Thursday, May 12, 2011

No Cure

i finally finished the book i was reading {Elizabeth Edwards "Saving Graces"}. as i was picking out quotes to include in a future blog post about the book, i came across one that sums up everything so perfectly. in this passage she writes to a fellow bereaved parent about a recent experience...

Someone else writes me to ask why I am not getting professional help in my “recovery.” He views mourning as a goal-directed task: rally the troops, make a list, get it done! That has so little to do with the way I feel, and I cannot find words to make him understand. How can I tell him there is no cure for me? I cannot express how deeply this boy had grown into my being, and how I will suffer his loss every day that I breathe. I cannot be cured of it, any more than I can be cured of breathing itself. I suppose there will come that day when I will need to clean the dining room, when I must box the pictures, when I will decide what is to become of the things in his closet, when I will not be able to visit his grave each day.
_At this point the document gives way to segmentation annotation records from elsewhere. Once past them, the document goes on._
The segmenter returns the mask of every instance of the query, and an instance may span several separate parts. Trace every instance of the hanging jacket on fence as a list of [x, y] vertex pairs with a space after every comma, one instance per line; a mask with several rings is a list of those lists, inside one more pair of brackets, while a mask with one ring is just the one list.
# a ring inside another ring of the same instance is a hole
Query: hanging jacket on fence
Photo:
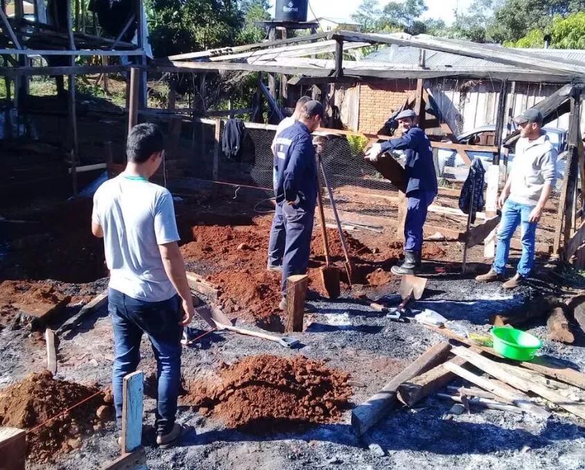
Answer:
[[[469, 174], [461, 188], [459, 197], [459, 208], [464, 214], [469, 214], [471, 207], [471, 222], [475, 222], [475, 213], [483, 209], [483, 187], [485, 183], [485, 169], [481, 160], [473, 159], [473, 163], [469, 168]], [[471, 202], [473, 200], [473, 203]]]
[[228, 119], [225, 123], [222, 150], [225, 156], [231, 160], [254, 163], [254, 144], [241, 119]]

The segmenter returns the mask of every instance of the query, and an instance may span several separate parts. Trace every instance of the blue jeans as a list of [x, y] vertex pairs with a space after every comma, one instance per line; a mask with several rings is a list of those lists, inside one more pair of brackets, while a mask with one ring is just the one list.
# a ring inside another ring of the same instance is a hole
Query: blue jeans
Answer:
[[282, 205], [286, 239], [282, 261], [282, 296], [286, 296], [286, 280], [288, 276], [304, 274], [308, 266], [311, 255], [311, 239], [315, 206], [305, 207], [302, 203], [290, 206], [286, 201]]
[[283, 203], [277, 203], [272, 226], [270, 228], [270, 238], [268, 241], [268, 266], [281, 266], [284, 256], [286, 231], [284, 218], [282, 217]]
[[435, 192], [412, 191], [408, 194], [408, 207], [404, 223], [404, 251], [419, 252], [423, 248], [423, 227], [426, 222], [428, 206]]
[[167, 434], [175, 424], [181, 380], [181, 299], [144, 302], [113, 289], [108, 291], [108, 311], [114, 327], [114, 357], [112, 385], [119, 427], [122, 422], [122, 383], [140, 362], [140, 342], [146, 333], [157, 361], [158, 399], [155, 427]]
[[502, 211], [502, 220], [498, 231], [498, 247], [496, 249], [496, 259], [494, 260], [494, 271], [504, 274], [506, 263], [510, 252], [510, 240], [520, 225], [521, 241], [522, 242], [522, 257], [518, 263], [517, 272], [526, 277], [530, 273], [534, 262], [534, 245], [536, 238], [536, 223], [529, 222], [532, 206], [518, 204], [508, 199]]

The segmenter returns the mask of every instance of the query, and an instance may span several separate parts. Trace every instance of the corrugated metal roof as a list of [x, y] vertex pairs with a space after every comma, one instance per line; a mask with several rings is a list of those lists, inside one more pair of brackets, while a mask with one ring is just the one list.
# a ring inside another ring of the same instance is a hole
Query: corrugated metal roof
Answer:
[[[579, 60], [585, 63], [585, 51], [573, 49], [516, 49], [523, 52], [552, 55], [559, 59]], [[385, 47], [365, 57], [366, 62], [392, 62], [404, 65], [418, 65], [420, 49], [416, 47]], [[425, 64], [428, 67], [451, 66], [453, 67], [509, 67], [504, 64], [457, 55], [437, 51], [426, 51]]]

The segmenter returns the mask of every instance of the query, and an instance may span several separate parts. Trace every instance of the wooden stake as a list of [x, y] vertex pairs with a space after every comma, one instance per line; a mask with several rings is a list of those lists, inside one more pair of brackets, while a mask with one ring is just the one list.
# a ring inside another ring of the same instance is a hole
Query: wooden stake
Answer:
[[569, 329], [569, 321], [565, 315], [565, 310], [561, 307], [553, 309], [546, 322], [548, 327], [548, 338], [566, 344], [573, 344], [575, 336]]
[[303, 331], [308, 276], [289, 276], [286, 280], [286, 333]]
[[134, 451], [142, 443], [143, 390], [143, 372], [137, 371], [124, 377], [122, 388], [122, 454]]
[[26, 460], [26, 433], [17, 428], [0, 428], [2, 470], [24, 470]]
[[396, 394], [401, 383], [442, 363], [449, 354], [451, 345], [439, 343], [427, 350], [422, 356], [394, 377], [384, 388], [351, 412], [351, 426], [363, 434], [385, 417], [396, 404]]
[[44, 332], [46, 343], [46, 368], [54, 375], [57, 373], [57, 352], [55, 350], [55, 332], [47, 328]]

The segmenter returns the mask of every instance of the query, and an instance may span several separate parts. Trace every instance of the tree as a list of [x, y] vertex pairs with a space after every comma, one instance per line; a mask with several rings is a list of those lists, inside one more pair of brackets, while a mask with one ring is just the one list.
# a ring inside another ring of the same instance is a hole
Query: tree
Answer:
[[358, 11], [351, 15], [351, 19], [362, 25], [362, 30], [374, 32], [378, 26], [382, 10], [378, 0], [363, 0], [358, 7]]
[[544, 29], [533, 29], [516, 42], [504, 43], [507, 47], [544, 47], [545, 36], [550, 35], [554, 49], [585, 49], [585, 12], [574, 13], [566, 18], [556, 17]]

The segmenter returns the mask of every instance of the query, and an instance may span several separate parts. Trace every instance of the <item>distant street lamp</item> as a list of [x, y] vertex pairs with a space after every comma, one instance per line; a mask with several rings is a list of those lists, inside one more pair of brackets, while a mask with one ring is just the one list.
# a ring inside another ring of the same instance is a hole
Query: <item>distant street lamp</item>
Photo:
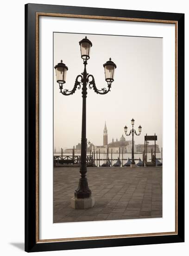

But we simply eat in the kitchen, and I do not walk into his room, and I make time for the cemetery and Wade, because it is important to me that he have some time in each day that belongs just to him. And if I started putting him away and blocking him out of my day, would I be recovering from his death? Well, the problem is that it also seems awfully like ignoring his life. The image I have for our family is grapevines, twisting around each other, interweaving, leaves pushing through until it is impossible to separate the vines without destroying much of their beauty. And this vine was, without warning, ripped from us and from among us. We heal only by growing around the wound, in constant recognition of its absence.
there is no cure for losing a child. there is no recovering from the void that their absence carves out in our lives. but we fight like hell daily to heal by growing around the wound without forgetting that it's there.

9 comments:

Tiffany said...

I like this. It totally honest and completely true. I think I may have to get this book.

TanaLee Davis said...

I really love this. Thank you for sharing Tiffany.

Angie said...

Wow, that really is a perfect explanation. Thank you for sharing this.

Becky said...

"I cannot express how deeply this boy had grown into my being, and how I will suffer his loss every day that I breathe. I cannot be cured of it, any more than I can be cured of breathing itself"
That is so very true!
Thanks for sharing this

B. Wilson @ Windy {City} Wilsons said...

I hear you, Tif.

I just started reading her memoir. So far, I'm excited. I agree. Ignoring their lives is not what we want. A part of each day needs to be devoted to them.

Caroline said...

This was beautiful - thanks for sharing.

Alissa said...

This post has totally made me want to read her book even more than I did before. Thanks for sharing this, Tiffany. I really appreciate how you put that "we must grow around the wound without forgetting about it." So very true... ((Hugs))

Susan said...

Yes - thanks for sharing - the problem is that other people (well -meaning I assume) always want to erase the symptons of distress - rather than see these rituals as essential comfort as we adjust to our immense lost.

M4M4 said...

gone but not forgotten. our boys (and girls) will never be farther away than a thought. thanks for sharing!